3 thoughts on “Movies and Books

  1. Well put sir, and though I’ve Twitter bombed you on it, I’ll just add that books and film are two different mediums that surprisingly, well for many, have a stark visual aspect. The difference is with books the individual creates the image and projects it in their brain. Films on the other hand are a medium where the image is projected on to you. There will always be different interpretations. Case in point, Douglas Adams and ‘Hitchhikers Guide to the Galaxy.’ Every single adaptation is different, but they’re also genius in that too. Also, how one person sees something is not how someone else will see it that is the greatness/downfall to interpretation. You will never please all, you will always let down some and maybe most. But does that mean we should give up? Hell no. I’d also point out films that go above and beyond the book, but I’ve gone on enough.

  2. Katie says:

    Great post. Film adaptions also have the challenge of delivering information or motivations that may have been revealed internally in the book.
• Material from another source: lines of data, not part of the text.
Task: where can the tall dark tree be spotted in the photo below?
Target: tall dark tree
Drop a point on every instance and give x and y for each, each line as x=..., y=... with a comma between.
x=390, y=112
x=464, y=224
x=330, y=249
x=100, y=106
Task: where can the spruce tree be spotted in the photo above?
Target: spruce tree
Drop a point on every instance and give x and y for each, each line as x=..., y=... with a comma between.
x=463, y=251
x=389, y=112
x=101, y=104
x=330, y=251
Things that we read as thoughts may get turned into conversations or sequences cut down for time and simplicity’s sake. I’ve learned to remember the ‘based on’ disclaimer to soothe any surprise I may have at differences from the book, and enjoy the movie for what it is.

  3. Steve Choy says:

    Karl, been a long time, hope all is well. I’d like to add an additional perspective that most people outside of the industry rarely realize. Screenwriters have the least control of their work. It sounds absurd, especially as a writer. How could this be? Whether it be adaptations or original screenplays, the screenwriter has little to no say once the script ends up in the hands of producers and especially directors.

    A few years ago, you helped reinvigorate my passion for writing during NanoWriMo. Ever since, I’ve dedicated myself to learning the craft of screenwriting and pursuing my dream to become a filmmaker one day. I packed up all of my crap and moved from San Francisco to Atlanta (because someone once told me that if I wanted to get into film, I should head South… I like writing, not geography…). What I have realized is how lonely and unrewarding being a screenwriter can be. What’s worse is when you pour every once of soul into a piece and you’re LUCKY to get it in the hands of a producer wanting to film it, you’re essentially locked out of the filmmaking process and some director, someone you may never even meet, will apply HIS vision to the work. Isn’t it great?

    So, I guess my point is, give writers a break. They hate themselves and their work enough as it is. We yearn for acceptance and affirmation so much that a single negative comment can easily destroy all the courage it takes to put our creativity out there. While some screenwriters attain a certain cache to be involved in some production, most are likely as surprised as you are when they see the final product. I think it was John Turman, the screenwriter for the Ang Lee directed HULK, that said the final product of that film was barely recognizable to what he had originally turned in.

    As an aspiring screenwriter, that was disheartening, but then you sit back and realize, John Turman got paid to write his version of the Hulk. Now, how cool is that? And speaking of which, Karl, hit me up if you ever want to help me write a spec screenplay focused on Nightwing, could be cool, right? 🙂 Maybe get AJ involved, he’s spot-on!

    Definitely let me know how to get in touch by email. I’d love to float some of my ideas/work by you to possibly get an opinion from someone I really respect. So, hoping you could put me in touch with that person…kidding.